Pietro Perina

Personal information
- Date of birth: 28 February 1992 (age 34)
- Place of birth: Andria, Italy
- Height: 1.86 m (6 ft 1 in)
- Position: Goalkeeper

Team information
- Current team: Fidelis Andria
- Number: 92

Youth career
- Fortis Trani
- 0000–2011: Bari

Senior career*
- Years: Team / Apps / (Gls)
- 2011–2012: Bari / 0 / (0)
- 2012–2013: Martina Franca / 18 / (0)
- 2013–2015: Melfi / 46 / (0)
- 2015–2020: Cosenza / 138 / (0)
- 2018: → Sambenedettese (loan) / 19 / (0)
- 2020–2021: Vicenza / 10 / (0)
- 2021–2023: Turris / 60 / (0)
- 2023–2024: Monopoli / 20 / (0)
- 2024–2025: Foggia / 34 / (0)
- 2025–2026: Sarnese / 2 / (0)
- 2026–: Fidelis Andria / 9 / (0)

= Pietro Perina =

Italian footballer

Pietro Perina (born 28 February 1992) is an Italian football player who plays for Serie D club Fidelis Andria.

==Club career==
He started his senior career with Bari and appeared on the bench as back-up once during the 2010–11 Serie A season.

He moved into the fourth tier with Martina Franca before the 2012–13 season. He made his Serie C debut for Melfi on 30 August 2014 in a game against Savoia.

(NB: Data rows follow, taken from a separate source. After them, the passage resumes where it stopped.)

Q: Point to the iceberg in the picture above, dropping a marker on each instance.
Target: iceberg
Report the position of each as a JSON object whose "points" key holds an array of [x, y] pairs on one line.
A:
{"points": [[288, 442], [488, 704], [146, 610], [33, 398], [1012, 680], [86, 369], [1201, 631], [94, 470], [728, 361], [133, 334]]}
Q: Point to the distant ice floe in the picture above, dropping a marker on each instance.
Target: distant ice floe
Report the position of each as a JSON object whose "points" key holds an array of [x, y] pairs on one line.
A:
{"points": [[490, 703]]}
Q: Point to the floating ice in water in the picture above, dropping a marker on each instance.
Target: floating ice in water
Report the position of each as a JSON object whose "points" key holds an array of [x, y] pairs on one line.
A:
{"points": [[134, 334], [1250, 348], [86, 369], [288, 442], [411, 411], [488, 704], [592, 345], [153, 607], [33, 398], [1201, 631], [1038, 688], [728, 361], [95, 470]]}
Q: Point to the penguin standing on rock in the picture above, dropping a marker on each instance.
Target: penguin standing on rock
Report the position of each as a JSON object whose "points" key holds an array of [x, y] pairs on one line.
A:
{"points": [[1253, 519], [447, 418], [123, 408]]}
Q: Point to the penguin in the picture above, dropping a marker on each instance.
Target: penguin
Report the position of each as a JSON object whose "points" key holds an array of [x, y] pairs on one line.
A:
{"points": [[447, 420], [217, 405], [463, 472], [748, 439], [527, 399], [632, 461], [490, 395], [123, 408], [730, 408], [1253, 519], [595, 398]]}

On 10 July 2015, he signed a two-year contract with Cosenza, also in the Serie C. He spent the second part of the 2017–18 season on loan to Sambenedettese.

For the 2018–19 season, Cosenza advanced to the second-tier Serie B. Perina made his Serie B debut for Cosenza on 26 November 2018 in a game against Crotone. He kept a clean sheet in 5 out of the first 7 Serie B games of his career and finished the season with 11 clean sheets in 23 games played.

On 28 September 2020, he joined Vicenza.

On 26 July 2021, he signed with Serie C club Turris.

On 14 July 2023, Perina joined Monopoli on a two-year deal.

On 18 January 2024, Perina moved to Foggia on a 1.5-year contract.